1. Christian thought is political. Christian doctrine is at war with other systems of ideas. There is a real encounter and contest of world-views. Modernity is a religion. It is contested by Christianity, but it is modernity that is an extremely conservative movement. Only Christianity can consistently point to a future. Modernity and Christianity are both forms of enlightenment, but modernity is the thin counterfeit version, Christianity the real one.
2. Christian thought is not just about ideas, but about life, practice and action. It is not only about action, but it is about the establishment of plurality and community, and so about the Christian community.
3. I give you a new account of human relations. I show that we owe one another all the being we have, and that God supplies to us the being that we are to supply one with. I call that a doxological ontology, or a theory of persons-in-constitutive-relation. Our failure to provide one another with being means that we deny others the goods and recognition that God considers due to them, so they suffer a decline in public standing, visibility and credit, and this deficiency is what the bible terms ‘sin’. We make other people sinful, deficient, and God will holds their deficiencies against us.
4. I give you a new doctrine of sin. I put the ideas of sin and fall into a properly Christian framework, which determines that God will not be interrupted by our sin. He brushes it aside. Sin is very much less serious than we imagine, and not worth talking about except in the context of confession and forgiveness. (I also say that our sin is more serious than we realise, but that is only for the very curious).
5. I give you a new account of suffering. There are two sorts of suffering. One is purposeful because united with the action of God. The other form of action and suffering is pointless because it is not united to the action of God.
6. I give you a new understanding of the death of Christ and of death generally. I talk about the cross and atonement without making it either a metaphorical description of the human predicament or some kind of mechanism.
7. I give you a Christian teaching that listens to the Scriptures at all points. But the revolution here is that I insist that ‘Scriptures’ means bible plus biblical scholarship. And more revolutionary still I insist that contemporary biblical scholarship must be in conversation with, and under discipline of, the whole tradition of Christian reception of the Scriptures. Christian doctrine is nothing but summary statement of centuries of Christian hearing and obeying the Scriptures. Biblical studies dislikes this message and filters out what it doesn’t want to hear.
8. I offer an account that unites theology and economics. Our talk about sin, guilt and morality has been separated from our talk about what we lack materially and financially. This split of religious thought from economic thought has had extraordinary consequences, the chief of which is that we cannot see how our own public and economic behaviour can have a devastating impact on people beyond our field of view. This split allows us to be insulated from the consequences of our (economic) actions. This means that religion has been turned into just a form of talk that has no impact on the world, an inoffensive metaphorical talk about our own inner spiritual or emotional states. We have divided the theological confession of sin. We have invented two parallel worlds, one in which the language of guilt describes some private state of our own, the other in which the language of credit and debt describes the external world of finance and career – but is not thought to impact on our own inner being. This website puts these two worlds of thought together again. It is unique in doing this. You will not find this done anywhere else.

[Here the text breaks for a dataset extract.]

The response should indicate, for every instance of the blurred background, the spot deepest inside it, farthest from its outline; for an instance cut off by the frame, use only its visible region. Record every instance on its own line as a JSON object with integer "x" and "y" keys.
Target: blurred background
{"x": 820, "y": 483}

All right, I am joking. Nothing here is new. Everything one of these ‘innovations’ is old. They have just been forgotten. They are unknown to most modern Church leaders and you almost never encounter them in modern theology. The result has been a disaster. Modern theology doesn’t believe that the Christian tradition has the resources to answer the questions, because it is gullible enough to believe that these issues really are new, and it has got into the habit of sourcing its ideas from outside the Christian tradition. It imports solutions that don’t work well, because they take the problems too seriously. Only the Christian tradition can set the problem in a properly theological context that will give them a new definition and solution. But everything here comes from the huge resources of the Church, often the early Church, known as the Patristic period. And it all comes out of the Scriptures. So this is a retrieval programme – and it is just this that makes it revolutionary. As somebody once said, a good teacher brings out of the cupboard things that are old and new.